(REPOST: Next Green Car)

Chancellor Philip Hammond made the following motoring-related announcements in the Autumn Budget 2017 (extracts reproduced in italics):

Vehicle Excise Duty (VED) – NEW DIESEL RATES

As part of funding measures for the government’s Air Quality Plan, VED on new diesel cars from April 2018 will see the First Year Rate (FYR) move up one band. This would see a 95 g/km diesel supermini pay £140 FYR rather than the current £120. It will not apply to the next generation of diesel engines that have been tested against and pass new RDE emissions standards. It is worth noting that the FYR is included in a new car’s OTR cost. The existing tax bands remain the same, and petrol cars and LCVs – petrol or diesel – are unaffected, apart from an increase in costs in line with the RPI.

A Vehicle Excise Duty (VED) supplement will apply to new diesel cars first registered from 01 April 2018, so that their First-Year Rate will be calculated as if they were in the VED band above. This will not apply to next-generation clean diesels – those which are certified as meeting emissions limits in real driving conditions, known as Real Driving Emissions Step 2 (RDE2) standards.
VED will increase in line with RPI from 01 April 2018 VED rates for cars, vans and motorcycles registered before April 2017 and the First-Year Rates for cars registered after April 2017.

Fuel Duty – FROZEN

Philip Hammond confirmed that the main fuel duty rates for petrol and diesel will continue to be frozen for the 2018-19 financial year, cancelling the planned increase. This means that fuel duty will have been frozen for more than eight years, the longest fuel duty freeze for more than 40 years. Fuel duty therefore remains at 57.95 pence per litre until further notice.
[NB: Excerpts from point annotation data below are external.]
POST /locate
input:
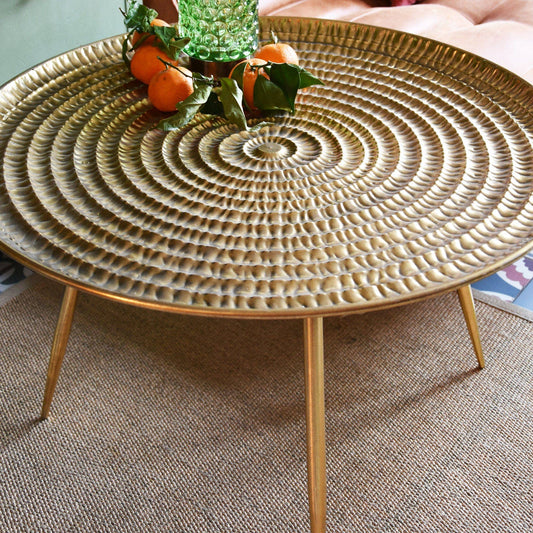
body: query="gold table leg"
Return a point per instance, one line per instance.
(59, 345)
(467, 304)
(316, 423)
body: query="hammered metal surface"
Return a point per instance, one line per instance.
(409, 173)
Alternative Fuel Duty – IN REVIEW

Fuel duty on alternative fuels such as hydrogen and electricity will be considered ahead of the next budget. LPG fuel duty, however, is frozen.

The government will review whether the existing fuel duty rates for alternatives to petrol and diesel are appropriate, ahead of decisions at Budget 2018.


The diesel supplement, currently 3% above petrol BIK rates, will increase by 1%. As of April 2018, the diesel supplement will be 4% higher than petrol and alternatively fuelled cars. Company car tax rates for non-diesel cars up to the end of the 2019-20 financial year are as previously announced.

A rise in the existing Company Car Tax diesel supplement from 3% to 4%, with effect from 06 April 2018. This will apply only to diesel cars which do not meet the Real Driving Emissions Step 2 (RDE2) standards.